They probably won’t believe you.
We know from a lot of different stories and reports that college graduates are hurting, with unprecedented numbers moving back to live with their parents. Now the San Francisco Federal Reserve has released an “Economic Letter” reporting that wage growth for recent college graduates is especially slow. According to the Wall Street Journal, the “median weekly earnings” of college graduates with fulltime jobs rose 5.9 percent from 2007 to 2014, while the same earnings rose fifteen percent for all fulltime workers. These numbers don’t even take inflation into account, so that, as far as we know, actual buying power might not have risen even that much.
“With few exceptions, wage growth has been limited in all occupational groups for recent graduates,” the economists wrote, presenting “a clear pattern of low earnings growth for most categories.” The wage gap has been larger and more persistent than in past recessions, which they attributed to underlying weakness in the economy.

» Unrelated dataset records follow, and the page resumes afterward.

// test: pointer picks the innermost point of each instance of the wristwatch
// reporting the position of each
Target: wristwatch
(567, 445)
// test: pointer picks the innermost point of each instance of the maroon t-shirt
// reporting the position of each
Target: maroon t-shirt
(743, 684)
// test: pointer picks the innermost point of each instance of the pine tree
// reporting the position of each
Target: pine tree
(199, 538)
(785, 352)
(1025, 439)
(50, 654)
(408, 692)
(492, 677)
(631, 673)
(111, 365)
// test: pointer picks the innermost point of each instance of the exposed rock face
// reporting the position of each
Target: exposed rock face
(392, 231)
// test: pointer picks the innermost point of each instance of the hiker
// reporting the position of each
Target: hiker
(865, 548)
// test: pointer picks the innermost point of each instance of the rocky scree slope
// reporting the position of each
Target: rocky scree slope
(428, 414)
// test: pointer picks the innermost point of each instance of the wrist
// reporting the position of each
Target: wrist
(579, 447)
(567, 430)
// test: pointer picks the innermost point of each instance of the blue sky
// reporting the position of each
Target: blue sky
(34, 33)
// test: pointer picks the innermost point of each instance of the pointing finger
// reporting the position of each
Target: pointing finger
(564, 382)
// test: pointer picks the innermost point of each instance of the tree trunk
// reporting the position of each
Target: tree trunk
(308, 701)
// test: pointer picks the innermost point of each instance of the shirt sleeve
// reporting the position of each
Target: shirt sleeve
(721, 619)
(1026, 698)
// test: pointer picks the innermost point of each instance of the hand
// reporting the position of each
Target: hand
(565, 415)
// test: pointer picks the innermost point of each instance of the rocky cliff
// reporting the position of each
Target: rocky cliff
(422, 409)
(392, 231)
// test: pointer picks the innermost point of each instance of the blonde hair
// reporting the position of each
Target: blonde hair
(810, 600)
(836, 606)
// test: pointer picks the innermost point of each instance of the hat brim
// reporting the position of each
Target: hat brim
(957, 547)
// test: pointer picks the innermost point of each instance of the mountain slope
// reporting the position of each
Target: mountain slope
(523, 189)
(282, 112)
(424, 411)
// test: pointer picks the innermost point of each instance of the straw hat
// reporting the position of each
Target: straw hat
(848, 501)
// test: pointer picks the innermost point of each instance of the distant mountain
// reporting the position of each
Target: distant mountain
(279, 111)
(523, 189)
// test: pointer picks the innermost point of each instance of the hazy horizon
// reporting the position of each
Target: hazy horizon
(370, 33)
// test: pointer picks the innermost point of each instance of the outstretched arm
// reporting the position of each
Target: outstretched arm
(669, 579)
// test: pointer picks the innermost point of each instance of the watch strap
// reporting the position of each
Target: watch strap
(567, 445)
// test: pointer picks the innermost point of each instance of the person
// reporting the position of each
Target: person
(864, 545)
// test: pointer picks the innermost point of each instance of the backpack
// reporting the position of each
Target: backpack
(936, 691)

So, if by some chance you are one of the college graduates who manages to get a job, even then you are still hurting.
The WSJ writer seems to want to explain the problem as the residual effect of the recession which “ended in June 2009.” It isn’t uncommon for those who graduate during a recession to feel the effects for many years in their income. But the quotation above shows that even the San Francisco Federal Reserve believes more is going on. Maybe the recession ended according to the official definition, but this hardly feels like a recovery. Our college graduates are experiencing “a larger and more persistent wage gap.”

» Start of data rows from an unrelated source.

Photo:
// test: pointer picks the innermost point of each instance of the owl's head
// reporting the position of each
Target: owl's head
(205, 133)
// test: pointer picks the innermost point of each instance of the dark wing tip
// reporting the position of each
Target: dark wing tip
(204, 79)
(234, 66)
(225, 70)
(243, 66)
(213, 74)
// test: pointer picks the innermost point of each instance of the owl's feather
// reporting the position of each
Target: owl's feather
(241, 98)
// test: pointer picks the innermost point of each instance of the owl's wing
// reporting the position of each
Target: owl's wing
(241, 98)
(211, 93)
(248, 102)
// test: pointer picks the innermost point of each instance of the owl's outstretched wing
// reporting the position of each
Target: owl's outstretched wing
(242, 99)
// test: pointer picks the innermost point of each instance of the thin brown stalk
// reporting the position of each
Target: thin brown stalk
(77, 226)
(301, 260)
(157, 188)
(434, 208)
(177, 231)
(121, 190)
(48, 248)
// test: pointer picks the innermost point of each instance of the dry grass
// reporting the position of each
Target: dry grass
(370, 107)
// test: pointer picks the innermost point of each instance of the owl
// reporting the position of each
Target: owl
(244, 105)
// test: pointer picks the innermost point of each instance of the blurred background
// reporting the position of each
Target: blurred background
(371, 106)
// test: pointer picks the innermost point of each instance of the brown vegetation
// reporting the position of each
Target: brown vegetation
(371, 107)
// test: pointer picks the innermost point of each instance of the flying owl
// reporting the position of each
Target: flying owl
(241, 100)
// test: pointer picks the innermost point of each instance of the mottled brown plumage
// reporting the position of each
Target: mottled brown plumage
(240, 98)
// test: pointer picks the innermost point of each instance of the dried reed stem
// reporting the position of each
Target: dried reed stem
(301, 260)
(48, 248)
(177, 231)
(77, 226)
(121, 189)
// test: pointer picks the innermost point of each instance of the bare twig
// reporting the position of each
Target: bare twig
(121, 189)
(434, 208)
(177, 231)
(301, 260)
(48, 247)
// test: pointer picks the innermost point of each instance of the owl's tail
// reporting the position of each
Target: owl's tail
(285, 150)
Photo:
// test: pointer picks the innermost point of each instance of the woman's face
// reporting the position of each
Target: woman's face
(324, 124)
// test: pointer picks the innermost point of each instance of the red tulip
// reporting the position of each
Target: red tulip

All of this raises the question, Was going to college worth the money and the lost time?
We know that many people argue strongly that college is well worth the cost, even if it means a debt load. But I am skeptical. Typically I hear arguments based on comparing college graduates to all people who didn’t graduate from college. That’s not a relevant comparison. We need to see arguments that carefully compare college graduates to people who could have graduated from college but chose a different path.
In the mean time, lower wages and lowered expectations of future wages will have consequences for birth rates. People will put off childbearing and reduce the number of children because money is tight.
This will mean that there will be negative economic consequences felt far into the future.
So what has Barack Obama’s administration done to improve the economy? Nothing! I keep waiting for another laughable spate of stories about how the Administration is “now” going to make jobs a “number one priority. But the White House seems to have decided to not even bother pretending.
Obama didn’t make the economy in 2008, but it is his responsibility that he has left it as bad or worse in 2014.